Das Femcamp hat sich den Slogan „Feminismus für alle“ auf die Fahnen geheftet. Was mit Siebdruck schnell auf T-Shirts und Taschen gedruckt ist, erweist sich in der gelebten Praxis als immerwährende Herausforderung. Denn anders als im Mainstream suggeriert, ist der feministische Diskurs facettenreich und hört längst nicht bei Binnen-I, Quotenregelung oder Hymne auf.
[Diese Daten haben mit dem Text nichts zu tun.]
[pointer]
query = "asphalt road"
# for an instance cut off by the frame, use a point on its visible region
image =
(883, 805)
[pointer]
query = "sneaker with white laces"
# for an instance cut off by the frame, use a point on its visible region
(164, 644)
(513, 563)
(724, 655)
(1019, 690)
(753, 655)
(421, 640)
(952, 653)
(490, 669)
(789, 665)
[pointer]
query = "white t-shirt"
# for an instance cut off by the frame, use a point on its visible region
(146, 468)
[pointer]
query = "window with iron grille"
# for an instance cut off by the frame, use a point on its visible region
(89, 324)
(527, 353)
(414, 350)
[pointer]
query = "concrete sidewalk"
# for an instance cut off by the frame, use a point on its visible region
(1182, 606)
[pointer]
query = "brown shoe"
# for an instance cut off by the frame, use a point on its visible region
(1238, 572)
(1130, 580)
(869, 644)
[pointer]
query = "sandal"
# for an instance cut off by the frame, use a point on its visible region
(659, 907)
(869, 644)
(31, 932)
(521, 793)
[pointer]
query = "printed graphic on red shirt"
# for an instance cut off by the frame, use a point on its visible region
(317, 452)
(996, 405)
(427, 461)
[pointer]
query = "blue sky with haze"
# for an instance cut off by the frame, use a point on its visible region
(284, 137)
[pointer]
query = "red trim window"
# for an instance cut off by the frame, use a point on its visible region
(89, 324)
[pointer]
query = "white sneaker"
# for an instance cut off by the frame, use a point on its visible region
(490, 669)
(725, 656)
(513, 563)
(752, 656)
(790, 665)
„Wohoo!“ Unter Begeisterungsrufen verlässt eine kleine Gruppe junger Menschen das Museumsquartier in Richtung Mariahilfer Straße. Gelächter. Für sie startet der zweite Tag des Femcamps außerhalb der aufgeheitzten Räume. Ihr heutiger Programmpunkt: Aktivismus statt Austausch. Sie wirbeln die Bücher in einer Großbuchhandlung auf oder, genauer gesagt, sortieren diese neu, um zu irritieren.. „Ich bin schwanger“ landet im Männer-Regal, ein dicker Wälzer in der Frauen-Abteilung und Erklärbücher à la „Männer sind vom Mars, Frauen von der Venus“ bekommen Fantasy-Gesellschaft. So weit, so symbolisch. Gesellschaftlichen Konventionen Kontrapunkte zu setzen kann auch Spaß machen.
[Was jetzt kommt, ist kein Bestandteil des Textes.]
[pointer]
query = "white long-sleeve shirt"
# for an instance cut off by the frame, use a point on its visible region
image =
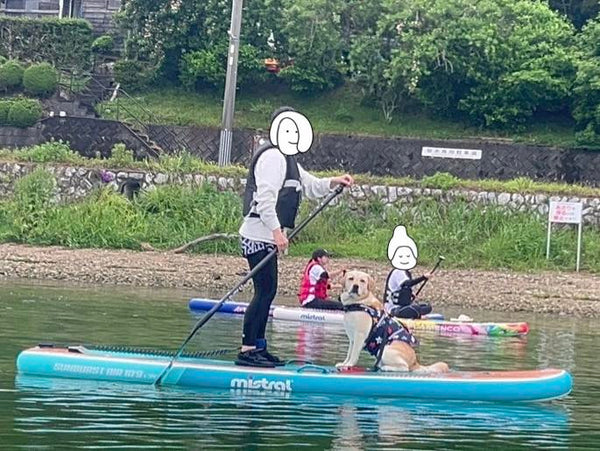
(269, 173)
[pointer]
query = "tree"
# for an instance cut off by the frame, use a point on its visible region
(314, 44)
(578, 11)
(495, 61)
(162, 31)
(586, 92)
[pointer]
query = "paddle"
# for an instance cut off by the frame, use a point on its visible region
(338, 190)
(440, 260)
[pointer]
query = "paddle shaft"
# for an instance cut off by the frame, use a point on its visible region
(338, 190)
(439, 262)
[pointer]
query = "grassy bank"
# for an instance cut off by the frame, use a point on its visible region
(170, 216)
(122, 159)
(340, 111)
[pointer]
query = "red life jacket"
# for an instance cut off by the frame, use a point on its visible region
(319, 290)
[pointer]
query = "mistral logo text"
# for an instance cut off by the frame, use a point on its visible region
(262, 384)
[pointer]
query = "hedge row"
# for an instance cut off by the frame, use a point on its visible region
(20, 112)
(65, 43)
(38, 79)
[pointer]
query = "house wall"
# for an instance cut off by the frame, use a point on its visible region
(31, 8)
(100, 14)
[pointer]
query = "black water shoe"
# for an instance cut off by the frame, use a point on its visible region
(254, 357)
(271, 358)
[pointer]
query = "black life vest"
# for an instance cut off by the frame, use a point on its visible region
(403, 296)
(289, 196)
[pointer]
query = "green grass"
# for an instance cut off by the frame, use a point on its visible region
(469, 237)
(59, 153)
(340, 111)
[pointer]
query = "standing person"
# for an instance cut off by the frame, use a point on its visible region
(315, 283)
(273, 192)
(402, 253)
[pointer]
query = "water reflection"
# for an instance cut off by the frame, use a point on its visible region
(230, 418)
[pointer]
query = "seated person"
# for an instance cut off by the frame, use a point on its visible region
(315, 283)
(399, 296)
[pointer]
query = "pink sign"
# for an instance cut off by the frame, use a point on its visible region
(565, 212)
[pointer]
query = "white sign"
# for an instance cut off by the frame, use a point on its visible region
(565, 213)
(444, 152)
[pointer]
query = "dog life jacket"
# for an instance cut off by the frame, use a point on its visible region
(319, 290)
(384, 329)
(289, 196)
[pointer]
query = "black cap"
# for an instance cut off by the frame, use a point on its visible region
(320, 253)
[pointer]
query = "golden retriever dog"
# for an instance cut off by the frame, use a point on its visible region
(362, 323)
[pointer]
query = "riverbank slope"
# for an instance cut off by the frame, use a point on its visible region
(560, 293)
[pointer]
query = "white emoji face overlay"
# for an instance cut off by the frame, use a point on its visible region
(404, 258)
(402, 250)
(291, 133)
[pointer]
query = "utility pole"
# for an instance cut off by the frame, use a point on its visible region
(230, 84)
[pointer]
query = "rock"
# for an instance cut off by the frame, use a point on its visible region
(503, 198)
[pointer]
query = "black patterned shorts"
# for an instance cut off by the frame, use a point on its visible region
(250, 247)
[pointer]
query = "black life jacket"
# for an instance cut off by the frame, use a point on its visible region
(289, 196)
(403, 296)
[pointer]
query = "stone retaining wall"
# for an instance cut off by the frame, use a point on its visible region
(76, 182)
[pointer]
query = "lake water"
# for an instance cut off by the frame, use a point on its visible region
(45, 413)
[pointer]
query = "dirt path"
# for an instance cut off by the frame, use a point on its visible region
(565, 293)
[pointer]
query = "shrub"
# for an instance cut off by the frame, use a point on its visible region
(103, 44)
(202, 68)
(55, 151)
(207, 68)
(11, 75)
(440, 180)
(65, 43)
(121, 156)
(305, 80)
(133, 75)
(33, 197)
(24, 112)
(40, 79)
(4, 108)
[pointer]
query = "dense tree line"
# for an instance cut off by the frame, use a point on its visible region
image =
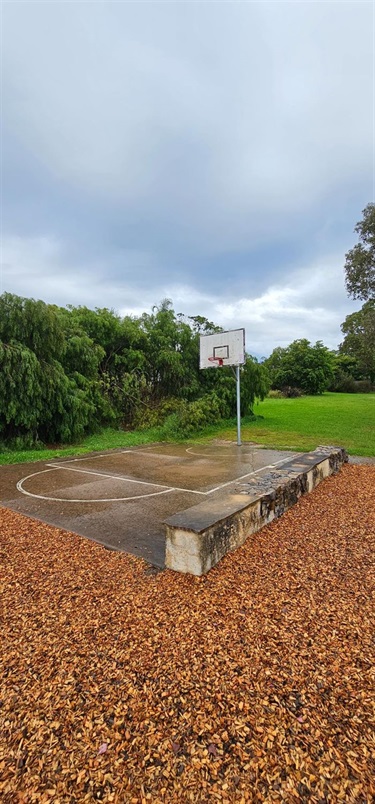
(67, 371)
(313, 369)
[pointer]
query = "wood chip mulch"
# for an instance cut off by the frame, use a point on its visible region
(254, 683)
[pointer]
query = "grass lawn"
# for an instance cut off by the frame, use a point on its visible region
(346, 420)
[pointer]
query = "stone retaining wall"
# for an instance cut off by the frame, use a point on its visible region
(197, 538)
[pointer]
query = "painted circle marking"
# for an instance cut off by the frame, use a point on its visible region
(67, 499)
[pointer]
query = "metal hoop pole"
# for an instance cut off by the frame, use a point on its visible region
(238, 406)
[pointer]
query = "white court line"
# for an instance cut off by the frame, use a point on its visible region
(88, 458)
(109, 477)
(68, 499)
(166, 489)
(255, 472)
(125, 479)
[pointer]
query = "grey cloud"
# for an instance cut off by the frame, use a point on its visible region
(224, 149)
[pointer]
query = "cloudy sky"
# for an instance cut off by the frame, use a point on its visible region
(215, 153)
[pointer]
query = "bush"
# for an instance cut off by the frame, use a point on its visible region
(192, 417)
(290, 392)
(364, 387)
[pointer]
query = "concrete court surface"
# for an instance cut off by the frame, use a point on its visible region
(121, 498)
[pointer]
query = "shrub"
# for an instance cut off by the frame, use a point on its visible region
(192, 417)
(290, 392)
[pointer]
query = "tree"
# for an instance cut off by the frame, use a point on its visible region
(360, 260)
(301, 365)
(38, 399)
(359, 341)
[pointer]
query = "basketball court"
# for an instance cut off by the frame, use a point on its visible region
(122, 498)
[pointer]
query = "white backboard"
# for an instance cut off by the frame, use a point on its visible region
(222, 348)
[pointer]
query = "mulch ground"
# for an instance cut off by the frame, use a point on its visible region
(253, 683)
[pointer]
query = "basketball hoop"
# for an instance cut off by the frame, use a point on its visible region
(218, 360)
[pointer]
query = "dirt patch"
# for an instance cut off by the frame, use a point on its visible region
(253, 683)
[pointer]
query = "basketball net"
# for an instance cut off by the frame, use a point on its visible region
(218, 360)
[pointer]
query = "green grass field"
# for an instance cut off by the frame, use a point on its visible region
(346, 420)
(300, 424)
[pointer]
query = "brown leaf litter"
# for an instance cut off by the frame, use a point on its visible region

Während die „Bücher-Anarchist*innen“ freudig von dannen ziehen, setzen sich die verbliebenen Femcamp-Teilnehmer*innen mit mitunter selbst erlebten Diskriminierungen und Verletzungen auseinander. Barrierefreiheit sowie Strategien gegen sexuelle Belästigung im (halb-)öffentlichen Raum stehen auf der morgens im Plenum festgelegten Agenda. Schwere Kost. Und doch: Alltag für viele.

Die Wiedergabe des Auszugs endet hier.